I remember being introduced to oxtails’s in my mother and grandmother soups, but never as a main entree.....

 When I opened one of my restaurants in Houston I remember Oxtails was one of the meals customers requested. Really the recipe was easy, however there is an art to cooking this Soulful Delicacy. Just ask the Jamicans!


My teacher, the late Dr. Arthur Higgs, said biggest error is over cooking. You must Braise good on both sides, 20 minutes on each side.


Remember, they should be in tact when served. If they are falling off the bone you’ve over cooked them. Most super markets carry “Oxtails” and I know its a popular dish in Texas.Peppers and Tomatoes


Seasoning your Oxtails


What I found is that it depends on what your 'palate' dictates on how you choose to season them.

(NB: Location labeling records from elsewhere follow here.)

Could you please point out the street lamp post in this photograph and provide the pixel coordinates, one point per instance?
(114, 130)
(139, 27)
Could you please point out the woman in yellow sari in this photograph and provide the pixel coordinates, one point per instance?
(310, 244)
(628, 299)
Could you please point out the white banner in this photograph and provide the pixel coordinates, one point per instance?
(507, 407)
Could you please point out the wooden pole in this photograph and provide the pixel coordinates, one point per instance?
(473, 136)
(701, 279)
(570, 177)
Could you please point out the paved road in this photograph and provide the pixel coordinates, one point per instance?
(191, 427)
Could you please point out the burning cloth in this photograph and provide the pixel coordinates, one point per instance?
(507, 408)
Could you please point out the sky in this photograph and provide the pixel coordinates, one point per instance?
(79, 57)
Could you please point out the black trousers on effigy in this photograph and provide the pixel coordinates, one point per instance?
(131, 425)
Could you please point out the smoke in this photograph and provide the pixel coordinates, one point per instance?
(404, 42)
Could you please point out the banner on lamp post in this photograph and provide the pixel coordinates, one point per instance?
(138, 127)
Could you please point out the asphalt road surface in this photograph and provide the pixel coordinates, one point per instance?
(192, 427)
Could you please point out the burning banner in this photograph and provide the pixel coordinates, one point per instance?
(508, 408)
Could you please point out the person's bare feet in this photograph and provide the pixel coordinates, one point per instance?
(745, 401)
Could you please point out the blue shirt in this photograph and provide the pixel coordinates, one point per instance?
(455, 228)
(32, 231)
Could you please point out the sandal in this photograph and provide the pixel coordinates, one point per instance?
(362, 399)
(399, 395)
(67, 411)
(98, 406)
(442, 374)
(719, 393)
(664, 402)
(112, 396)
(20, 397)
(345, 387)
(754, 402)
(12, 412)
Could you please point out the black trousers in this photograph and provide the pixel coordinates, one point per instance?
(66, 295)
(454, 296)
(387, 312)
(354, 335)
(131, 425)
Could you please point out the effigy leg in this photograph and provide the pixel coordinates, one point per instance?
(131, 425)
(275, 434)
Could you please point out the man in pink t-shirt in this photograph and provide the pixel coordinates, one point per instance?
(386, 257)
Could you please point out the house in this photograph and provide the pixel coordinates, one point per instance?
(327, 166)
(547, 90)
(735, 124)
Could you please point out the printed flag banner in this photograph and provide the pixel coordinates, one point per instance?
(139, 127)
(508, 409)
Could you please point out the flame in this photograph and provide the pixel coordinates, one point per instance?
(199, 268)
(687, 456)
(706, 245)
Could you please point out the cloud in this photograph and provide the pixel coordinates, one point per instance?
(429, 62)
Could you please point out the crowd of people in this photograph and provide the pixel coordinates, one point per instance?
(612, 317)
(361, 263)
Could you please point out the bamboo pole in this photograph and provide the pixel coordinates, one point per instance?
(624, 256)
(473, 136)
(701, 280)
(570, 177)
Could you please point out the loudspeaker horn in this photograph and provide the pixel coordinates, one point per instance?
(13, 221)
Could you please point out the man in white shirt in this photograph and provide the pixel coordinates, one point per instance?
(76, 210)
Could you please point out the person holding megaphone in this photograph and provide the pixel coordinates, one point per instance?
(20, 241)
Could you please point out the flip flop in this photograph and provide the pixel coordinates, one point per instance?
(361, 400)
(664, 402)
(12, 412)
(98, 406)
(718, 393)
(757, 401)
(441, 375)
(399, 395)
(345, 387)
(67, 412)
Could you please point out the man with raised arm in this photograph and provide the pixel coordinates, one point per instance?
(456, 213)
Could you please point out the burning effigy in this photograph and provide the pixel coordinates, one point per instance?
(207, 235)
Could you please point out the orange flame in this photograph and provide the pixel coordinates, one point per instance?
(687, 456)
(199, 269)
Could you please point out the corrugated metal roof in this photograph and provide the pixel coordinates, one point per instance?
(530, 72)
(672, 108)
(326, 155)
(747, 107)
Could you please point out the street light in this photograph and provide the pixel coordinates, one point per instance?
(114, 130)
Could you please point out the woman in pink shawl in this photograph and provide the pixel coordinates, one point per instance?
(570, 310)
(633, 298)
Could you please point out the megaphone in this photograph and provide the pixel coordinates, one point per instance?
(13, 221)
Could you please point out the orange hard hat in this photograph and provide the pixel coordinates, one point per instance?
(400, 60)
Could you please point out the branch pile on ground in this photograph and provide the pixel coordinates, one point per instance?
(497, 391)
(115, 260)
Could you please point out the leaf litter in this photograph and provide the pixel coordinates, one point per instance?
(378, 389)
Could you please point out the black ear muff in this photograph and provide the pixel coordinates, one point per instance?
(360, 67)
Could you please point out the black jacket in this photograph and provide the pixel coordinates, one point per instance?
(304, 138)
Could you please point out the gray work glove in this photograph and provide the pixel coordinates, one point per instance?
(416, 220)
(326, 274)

Some recipes call for Red wine. Some hot peppers tomatoes. After all is said and done, it’s cooking time for a few hours (they make a Great Rich Gravy) and seasoning before hand, choose a slow cooker/ pressure cooker/ or big pot. (The cookers cut down on cooking time.)


Oxtails use to be cheap! Not any more.


Hope you enjoy my recipe. Please feel free to modify or adjust as you wish!!!!


Bon Appetite


Chef Carolyn




Cooking oil/ to cover the bottom of pot

4 pounds Oxtails

1 chopped onion

1 chopped bell pepper

3 cloves garlic chopped

green onions



Brown gravy Mix

(Tony Chacere /Zatarain’s)


2 cups Beef Stock

Dash cayenne pepper




  • Season Oxtails real well on both sides. Let them sit over night or 8 hours.
  • Sear Oxtails on both side
  • Add the vegetables and let saute in the dripping.
  • Add the gravy mixes and Stock water, then give it a vigrous stir.